The aim of this study was to estimate the prevalence of co-existing anemia-polycythemia (AP) in twin pregnancies with twin-twin transfusion syndrome (TTTS) prior to laser surgery, and to evaluate the characteristics and outcomes in TTTS twins with and without AP. All TTTS cases treated with laser between 2001 and 2019 were retrospectively reviewed for the presence of AP before surgery. AP was defined as delta middle cerebral artery–peak systolic velocity > 0.5 multiples of the median. The primary outcome was a composite of perinatal survival and severe neurodevelopmental impairment (NDI). Secondary outcomes included procedure-related characteristics, severe neonatal morbidity, and disease-free survival. In total, 66% (461/696) of TTTS twin pregnancies were eligible for analysis.

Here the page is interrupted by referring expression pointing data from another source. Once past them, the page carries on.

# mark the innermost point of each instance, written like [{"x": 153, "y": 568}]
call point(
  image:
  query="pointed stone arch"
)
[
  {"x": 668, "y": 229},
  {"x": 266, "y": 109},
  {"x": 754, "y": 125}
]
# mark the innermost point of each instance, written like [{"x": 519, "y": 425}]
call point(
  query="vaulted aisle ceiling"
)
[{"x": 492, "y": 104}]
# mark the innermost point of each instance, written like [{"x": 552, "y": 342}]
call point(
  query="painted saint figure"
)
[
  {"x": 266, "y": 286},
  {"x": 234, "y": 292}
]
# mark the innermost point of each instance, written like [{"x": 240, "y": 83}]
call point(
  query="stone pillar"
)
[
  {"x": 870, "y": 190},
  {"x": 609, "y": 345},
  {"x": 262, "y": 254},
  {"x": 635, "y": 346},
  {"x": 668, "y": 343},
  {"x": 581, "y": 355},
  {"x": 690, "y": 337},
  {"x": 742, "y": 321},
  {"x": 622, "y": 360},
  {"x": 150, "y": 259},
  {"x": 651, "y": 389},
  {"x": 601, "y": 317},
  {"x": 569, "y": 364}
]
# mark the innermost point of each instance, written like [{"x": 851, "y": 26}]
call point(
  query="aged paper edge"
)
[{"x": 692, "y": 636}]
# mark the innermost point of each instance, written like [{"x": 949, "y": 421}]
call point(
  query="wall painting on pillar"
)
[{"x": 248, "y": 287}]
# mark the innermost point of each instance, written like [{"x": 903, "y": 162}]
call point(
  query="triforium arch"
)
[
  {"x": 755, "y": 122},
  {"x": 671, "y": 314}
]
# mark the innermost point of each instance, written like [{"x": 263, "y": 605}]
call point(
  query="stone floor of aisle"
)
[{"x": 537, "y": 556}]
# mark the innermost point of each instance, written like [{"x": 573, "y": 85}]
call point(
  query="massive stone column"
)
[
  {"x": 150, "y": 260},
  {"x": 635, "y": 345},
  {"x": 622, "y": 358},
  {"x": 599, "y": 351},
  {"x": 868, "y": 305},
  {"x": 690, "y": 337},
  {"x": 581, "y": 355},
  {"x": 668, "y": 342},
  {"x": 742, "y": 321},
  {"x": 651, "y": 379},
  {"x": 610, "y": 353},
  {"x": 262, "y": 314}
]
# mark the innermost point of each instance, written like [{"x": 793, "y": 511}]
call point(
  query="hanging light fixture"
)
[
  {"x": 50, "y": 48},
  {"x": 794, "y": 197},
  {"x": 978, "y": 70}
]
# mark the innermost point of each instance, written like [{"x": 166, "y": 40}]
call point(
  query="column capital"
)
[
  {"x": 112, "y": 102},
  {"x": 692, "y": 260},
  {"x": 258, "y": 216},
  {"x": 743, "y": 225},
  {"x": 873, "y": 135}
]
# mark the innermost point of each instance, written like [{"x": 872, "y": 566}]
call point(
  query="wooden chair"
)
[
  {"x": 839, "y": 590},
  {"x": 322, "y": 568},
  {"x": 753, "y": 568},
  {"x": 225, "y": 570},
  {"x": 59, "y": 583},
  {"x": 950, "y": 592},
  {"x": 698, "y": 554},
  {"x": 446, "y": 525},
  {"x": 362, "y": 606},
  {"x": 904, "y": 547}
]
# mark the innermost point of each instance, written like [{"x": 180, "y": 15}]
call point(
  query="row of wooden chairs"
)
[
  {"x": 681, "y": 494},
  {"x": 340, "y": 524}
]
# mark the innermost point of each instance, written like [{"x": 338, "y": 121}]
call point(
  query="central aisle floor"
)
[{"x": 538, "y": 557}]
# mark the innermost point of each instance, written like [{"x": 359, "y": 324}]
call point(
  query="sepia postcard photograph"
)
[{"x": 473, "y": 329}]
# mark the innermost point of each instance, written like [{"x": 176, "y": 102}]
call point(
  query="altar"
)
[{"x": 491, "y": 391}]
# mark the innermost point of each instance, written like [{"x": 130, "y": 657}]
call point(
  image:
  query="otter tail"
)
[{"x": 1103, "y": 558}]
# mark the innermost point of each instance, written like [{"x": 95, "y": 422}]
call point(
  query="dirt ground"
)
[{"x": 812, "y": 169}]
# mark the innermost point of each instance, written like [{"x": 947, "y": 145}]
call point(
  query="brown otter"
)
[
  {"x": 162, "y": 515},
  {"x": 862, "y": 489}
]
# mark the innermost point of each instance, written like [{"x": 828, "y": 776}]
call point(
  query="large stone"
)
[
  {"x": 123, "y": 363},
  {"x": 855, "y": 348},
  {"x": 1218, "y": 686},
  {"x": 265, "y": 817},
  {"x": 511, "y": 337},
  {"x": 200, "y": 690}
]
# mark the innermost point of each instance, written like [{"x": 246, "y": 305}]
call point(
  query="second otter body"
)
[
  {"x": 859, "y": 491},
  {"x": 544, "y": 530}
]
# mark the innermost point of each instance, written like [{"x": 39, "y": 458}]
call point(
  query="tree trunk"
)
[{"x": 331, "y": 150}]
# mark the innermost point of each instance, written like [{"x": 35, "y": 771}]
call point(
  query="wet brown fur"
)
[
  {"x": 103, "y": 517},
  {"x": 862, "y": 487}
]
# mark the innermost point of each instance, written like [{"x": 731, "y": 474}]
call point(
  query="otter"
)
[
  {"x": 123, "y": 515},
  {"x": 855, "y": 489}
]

AP was detected in 15% (70/461) of the TTTS twins prior to laser surgery. Gestational age at laser was higher in the TTTS+AP group compared to the TTTS-only group—21.0 weeks (interquartile rage (IQR): 18.8–24.0) versus 19.3 weeks (IQR: 17.3–21.9), respectively (p < 0.0001). Fewer placental anastomoses were detected in the TTTS+AP group than in the TTTS-only group—five (IQR: 4–6) versus six (IQR: 5–8), respectively (p < 0.0001). Perinatal survival was 77% (599/782) in the TTTS-only group and 83% (118/142) in the TTTS+AP group (p = 0.130). Severe NDI was 8% (28/370) in TTTS-only and 3% (2/74) in TTTS+AP. TTTS-only twins showed more severe neonatal morbidity than twins with TTTS+AP—23% (132/575) versus 11% (13/115), respectively (p = 0.005). Disease-free survival was lower in the TTTS-only group compared to the TTTS+AP group—62% (341/548) versus 73% (72/98), respectively (p = 0.046). Thus, AP complicates 15% of TTTS twins prior to laser. TTTS+AP twins show a different placental angioarchitecture, a later time of onset of the disease, and a more favorable outcome.